Puh.. alles geklappt. Bier inner Hand, Zug hat noch 3 Minuten. YEAH! 2 Minuten, 1 Minute, gleich ist es soweit… oh. „Zug fällt aus“. Also gut, hingesetzt und beten, irgendwas muss heute doch helfen. Und ja, die Anzeige kommt. Wannsee – 20 Minuten. Jut, das stimmt mittlerweile optimistisch.Gehofft, gewartet, nochmal nen Bier und… SIE KOMMT! Rein und fertig. Zwischendurch nochmal 5 Minuten rumstehen, heute quasi nichts, und schon sind wir mit fast 2 1/2 Stunden zum regulären Fahrplan pünktlich um 19:29 am Gesundbrunnen gelandet.

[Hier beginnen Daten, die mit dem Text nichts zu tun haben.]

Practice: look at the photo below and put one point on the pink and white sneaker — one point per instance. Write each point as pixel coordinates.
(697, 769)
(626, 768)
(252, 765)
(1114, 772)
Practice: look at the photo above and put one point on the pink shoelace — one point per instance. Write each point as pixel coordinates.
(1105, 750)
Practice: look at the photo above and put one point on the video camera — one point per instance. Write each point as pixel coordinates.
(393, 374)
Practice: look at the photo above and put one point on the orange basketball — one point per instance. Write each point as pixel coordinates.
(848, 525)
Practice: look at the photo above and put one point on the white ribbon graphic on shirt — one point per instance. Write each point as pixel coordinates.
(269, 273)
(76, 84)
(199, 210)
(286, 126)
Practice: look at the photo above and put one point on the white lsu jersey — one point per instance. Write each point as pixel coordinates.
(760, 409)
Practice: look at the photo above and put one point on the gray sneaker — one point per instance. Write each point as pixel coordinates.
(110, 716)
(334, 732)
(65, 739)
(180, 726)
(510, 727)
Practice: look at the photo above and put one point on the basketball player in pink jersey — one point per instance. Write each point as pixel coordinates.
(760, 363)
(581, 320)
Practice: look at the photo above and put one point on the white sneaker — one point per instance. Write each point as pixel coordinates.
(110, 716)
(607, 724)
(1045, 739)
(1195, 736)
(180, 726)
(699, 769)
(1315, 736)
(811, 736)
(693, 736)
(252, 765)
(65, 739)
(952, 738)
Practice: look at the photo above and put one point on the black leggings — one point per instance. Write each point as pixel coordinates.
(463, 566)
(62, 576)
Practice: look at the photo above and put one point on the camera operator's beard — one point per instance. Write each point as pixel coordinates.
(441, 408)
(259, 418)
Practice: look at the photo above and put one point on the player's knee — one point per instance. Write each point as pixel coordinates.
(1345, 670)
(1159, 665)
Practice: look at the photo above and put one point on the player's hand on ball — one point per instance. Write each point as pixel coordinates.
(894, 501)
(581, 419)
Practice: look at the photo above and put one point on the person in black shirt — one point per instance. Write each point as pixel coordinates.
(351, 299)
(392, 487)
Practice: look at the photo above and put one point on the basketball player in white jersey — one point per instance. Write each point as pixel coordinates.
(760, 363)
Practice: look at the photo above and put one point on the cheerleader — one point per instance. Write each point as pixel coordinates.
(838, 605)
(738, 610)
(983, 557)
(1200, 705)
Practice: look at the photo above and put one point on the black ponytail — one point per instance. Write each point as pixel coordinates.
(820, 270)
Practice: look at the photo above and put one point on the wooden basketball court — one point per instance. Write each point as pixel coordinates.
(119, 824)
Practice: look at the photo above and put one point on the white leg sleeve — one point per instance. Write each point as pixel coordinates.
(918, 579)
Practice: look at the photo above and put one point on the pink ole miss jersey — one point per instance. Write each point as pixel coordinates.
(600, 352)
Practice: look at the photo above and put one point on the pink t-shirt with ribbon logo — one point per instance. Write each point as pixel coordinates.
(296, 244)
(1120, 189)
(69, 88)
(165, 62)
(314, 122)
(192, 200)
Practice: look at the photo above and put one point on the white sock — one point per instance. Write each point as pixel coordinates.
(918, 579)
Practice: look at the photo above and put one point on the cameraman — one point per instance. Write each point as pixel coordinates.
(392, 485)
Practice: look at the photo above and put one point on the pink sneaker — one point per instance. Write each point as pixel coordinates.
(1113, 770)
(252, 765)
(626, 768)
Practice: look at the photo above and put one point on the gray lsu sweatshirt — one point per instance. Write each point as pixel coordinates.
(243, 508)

Das Wochenende zum verdauen genutzt, sind ja nur noch ein paar Wochen, oh, Ausfall auf dem Ring, schnell andere Strecke gesucht, ab sofort 6-monatige Baustelle nördlich von Oranienburg, irgendwann nochmal geplant ne Woche Totalausfall. Langsam denke ich auch, dass der deutsche Arbeiter endlich flexibler werden muss, er mutet sich ja eigentlich kaum etwas zu um arbeiten zu gehen.